6:15, Monday morning. We emerged from the safe comfort of an air-conditioned SUV onto Asif Ali Road, just outside one of the four remaining gates into Old Delhi. The sun had not yet risen. But it was already steamy hot. And the road was already clogged with traffic. Rickshaws and bicycles, trucks and ox-drawn carts, luxury cars and jalopies, tuktuks and dogs trotting happily through it all. We were scheduled to meet our guide for a bike tour of Old Delhi in just a few minutes. And our first challenge was to navigate our way across this chaos to the other side of the street It was daunting, to say the least… (It occurred to me, more than once, that the scene would make a great couple of pages in an alt version of a Richard Scary book.)
We had spent the previous day, our first day in India, with our wonderful friends, Sarah and Michael Koch. They recently relocated to Delhi from DC with their three kids and generously hosted us for the first days of our six weeks in India. They were the most gracious hosts and I can’t begin to imagine making our transition from Italy to India without them.
To wit: Understanding that arriving here can be pretty tough, they treated us to a luxurious first day. We slept very late; awoke to hearty homecooked breakfast; visited a market selling beautiful crafts to raise money for a local blind school; and ended the day with a delicious dinner in their lovely home, a small farm in a quiet neighborhood on the southern outskirts of the city. It was just what we needed.

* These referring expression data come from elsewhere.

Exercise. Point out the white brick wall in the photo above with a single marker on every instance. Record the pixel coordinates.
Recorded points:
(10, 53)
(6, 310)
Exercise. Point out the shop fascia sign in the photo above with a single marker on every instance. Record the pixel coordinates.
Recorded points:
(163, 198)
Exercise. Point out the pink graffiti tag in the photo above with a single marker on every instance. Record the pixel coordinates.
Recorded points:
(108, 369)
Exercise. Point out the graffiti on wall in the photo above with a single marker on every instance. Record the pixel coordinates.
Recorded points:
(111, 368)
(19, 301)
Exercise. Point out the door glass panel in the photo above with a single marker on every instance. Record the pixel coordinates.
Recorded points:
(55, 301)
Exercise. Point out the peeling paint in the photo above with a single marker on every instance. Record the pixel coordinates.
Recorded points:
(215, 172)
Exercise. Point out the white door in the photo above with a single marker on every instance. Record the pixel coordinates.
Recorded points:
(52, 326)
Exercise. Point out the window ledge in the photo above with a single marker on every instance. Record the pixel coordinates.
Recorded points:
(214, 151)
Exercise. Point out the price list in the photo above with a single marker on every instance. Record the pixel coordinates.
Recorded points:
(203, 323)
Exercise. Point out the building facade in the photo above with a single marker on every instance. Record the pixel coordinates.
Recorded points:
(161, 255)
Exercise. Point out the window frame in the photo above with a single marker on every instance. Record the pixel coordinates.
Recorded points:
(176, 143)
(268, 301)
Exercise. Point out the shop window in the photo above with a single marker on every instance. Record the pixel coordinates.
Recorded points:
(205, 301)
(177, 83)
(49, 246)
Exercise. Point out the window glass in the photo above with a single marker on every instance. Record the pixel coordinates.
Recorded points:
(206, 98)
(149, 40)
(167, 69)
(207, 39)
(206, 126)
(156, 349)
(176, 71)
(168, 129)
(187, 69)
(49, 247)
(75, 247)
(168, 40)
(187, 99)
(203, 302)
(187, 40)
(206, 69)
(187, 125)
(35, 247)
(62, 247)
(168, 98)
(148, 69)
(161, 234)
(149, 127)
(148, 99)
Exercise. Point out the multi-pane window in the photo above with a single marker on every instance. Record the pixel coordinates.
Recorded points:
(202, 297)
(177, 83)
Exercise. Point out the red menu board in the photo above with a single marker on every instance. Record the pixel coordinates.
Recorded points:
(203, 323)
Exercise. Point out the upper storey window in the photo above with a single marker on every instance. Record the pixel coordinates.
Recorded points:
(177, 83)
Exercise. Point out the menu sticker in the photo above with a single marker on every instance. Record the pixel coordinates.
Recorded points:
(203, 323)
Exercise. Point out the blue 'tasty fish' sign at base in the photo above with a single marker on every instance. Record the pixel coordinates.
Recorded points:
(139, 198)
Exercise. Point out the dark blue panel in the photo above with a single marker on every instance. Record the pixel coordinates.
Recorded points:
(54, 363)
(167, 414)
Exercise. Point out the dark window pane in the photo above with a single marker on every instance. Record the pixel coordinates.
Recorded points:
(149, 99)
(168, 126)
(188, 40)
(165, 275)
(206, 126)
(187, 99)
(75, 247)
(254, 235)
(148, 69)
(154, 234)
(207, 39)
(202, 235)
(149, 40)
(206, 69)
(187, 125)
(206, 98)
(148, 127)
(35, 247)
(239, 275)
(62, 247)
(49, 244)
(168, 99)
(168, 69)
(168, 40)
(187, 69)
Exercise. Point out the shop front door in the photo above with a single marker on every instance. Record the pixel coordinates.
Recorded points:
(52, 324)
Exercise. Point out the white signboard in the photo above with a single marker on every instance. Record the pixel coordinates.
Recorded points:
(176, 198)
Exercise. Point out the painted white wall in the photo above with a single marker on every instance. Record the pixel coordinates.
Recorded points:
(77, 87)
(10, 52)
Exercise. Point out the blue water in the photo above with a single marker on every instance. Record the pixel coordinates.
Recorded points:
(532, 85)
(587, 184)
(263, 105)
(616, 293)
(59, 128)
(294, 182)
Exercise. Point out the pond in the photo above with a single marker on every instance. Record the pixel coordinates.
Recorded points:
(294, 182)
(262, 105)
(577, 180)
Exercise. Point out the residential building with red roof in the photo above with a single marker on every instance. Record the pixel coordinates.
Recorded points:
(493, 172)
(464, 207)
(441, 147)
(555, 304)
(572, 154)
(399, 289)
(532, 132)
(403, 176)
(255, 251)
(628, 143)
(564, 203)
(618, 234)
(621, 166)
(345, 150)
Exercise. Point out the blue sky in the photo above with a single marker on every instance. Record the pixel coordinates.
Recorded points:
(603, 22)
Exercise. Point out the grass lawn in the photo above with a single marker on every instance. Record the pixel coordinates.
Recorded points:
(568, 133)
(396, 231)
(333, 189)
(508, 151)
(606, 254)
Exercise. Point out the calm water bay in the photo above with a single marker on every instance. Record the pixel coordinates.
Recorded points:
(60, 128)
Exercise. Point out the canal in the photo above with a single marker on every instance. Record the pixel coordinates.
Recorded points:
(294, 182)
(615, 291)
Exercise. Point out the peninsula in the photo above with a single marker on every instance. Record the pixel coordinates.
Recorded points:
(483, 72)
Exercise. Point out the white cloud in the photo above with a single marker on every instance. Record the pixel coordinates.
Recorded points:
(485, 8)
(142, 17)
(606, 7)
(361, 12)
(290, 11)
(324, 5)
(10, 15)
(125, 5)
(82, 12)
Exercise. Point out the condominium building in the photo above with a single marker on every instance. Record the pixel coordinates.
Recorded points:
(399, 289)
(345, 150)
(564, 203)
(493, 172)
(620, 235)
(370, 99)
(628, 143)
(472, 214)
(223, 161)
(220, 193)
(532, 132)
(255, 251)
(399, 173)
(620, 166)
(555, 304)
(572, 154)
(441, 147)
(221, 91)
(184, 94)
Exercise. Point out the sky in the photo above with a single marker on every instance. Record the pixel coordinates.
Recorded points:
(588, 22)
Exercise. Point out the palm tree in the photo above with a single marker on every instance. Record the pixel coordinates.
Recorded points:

The next day was a different story. It was time to jump headfirst into our Delhi adventure. We figured what better place to begin than where Delhi itself had its start? And what better way to see this place than by bike?
Except that upon our arrival the guide took one look at Coco and pronounced her “too small, too small to ride.” Coco was crestfallen (or perhaps relieved?), thinking she’d have to head back to the farm in the air-conditioned SUV. But the guide quickly assured us otherwose. “No worries,” he said, “she’ll just ride on the back of my bike.” I gulped and asked about helmets. “Nah. No helmets. No worries,” he assured me again, explaining that if everyone just biked in perfect single file for the entire tour, we’d be fine…
And in fact we were (though I’m VERY glad we left Phoebe in Sarah’s able care). Our guide, Tenzin, and his team (of delhibybike.com) guided us expertly through the craziness of Old Delhi, keeping us perfectly safe, while they taught us some fascinating history and opened our eyes to this amazing place.
The history… Built in the 1600s to serve as the capital of the mighty Mughal empire, Old Delhi was once one of the richest, most cultured urban areas in the world. Its lanes and quarters formed an elegant labyrinth populated by courtiers, merchants, artists and poets. The residents enjoyed an incredibly high standard of living for the time, far better than the conditons that predominated in the rest of the world.
In the 1730s, things changed. The city was sacked by a Persian “freebooter,” a rough translation of the Hindi word for pirate by land. More than a third of the people, including women and children, were slaughtered and the city’s riches plundered. This devastating assault weakened the Mughals tremendously and left them no match for a more insidious plunder soon to come: the economic imperialism of the East India Company and the colonization by England soon thereafter.
The British left their mark on the subcontinent in countless ways. On the tour, we saw how colonization irreparably marred the architectural beauty of the old city. They turned the magnificent Red Fort into a crowded military garrison. They built a rail line that cut the city in half. The eventual transition to independence precipitated a level of violence and conflict that ripped at the seams of the culture.
Opening our eyes… Today, Old Delhi is congested, chaotic, polluted, and filled with scenes of a life that was utterly foreign to us. The poverty we witnessed was acute. We saw homeless children, actual babies, living on the street, adults suffering enormous disabilities. They begged us, desperately, for anything we would give. And it was very very difficult to resist.
But we were told to give food (in opened packages only) and no money, because money would be used to buy drugs for the people begging or, more likely, their parents or “bosses” who provided “protection.” We saw heaps and heaps of trash, with no garbage collectors in sight. We saw old, dilapidated buildings, some abandoned, some packed with multiple, multi-generational families.
But scenes of what looked like misery are not all we saw. We also saw a vibrant and thriving market of local goods. The spice market was so pungent it had us all sneezing immediately. The stalls selling gifts and decorations for Diwali, India’s Christmas, were gorgeous, particularly those offering marigolds.
And everywhere we went, even in the poorest of neighborhoods, we received smiles and friendly greetings from people living their lives just like we do.
What did we take away from all of this? What did our children think? I honestly don’t know for sure.
And Brendan and I certainly don’t know exactly how to talk with our children about all that we’ve seen. For now, we share our reactions and ask for theirs. And we try to celebrate with them all the joy and beauty we’ve seen, which is a lot.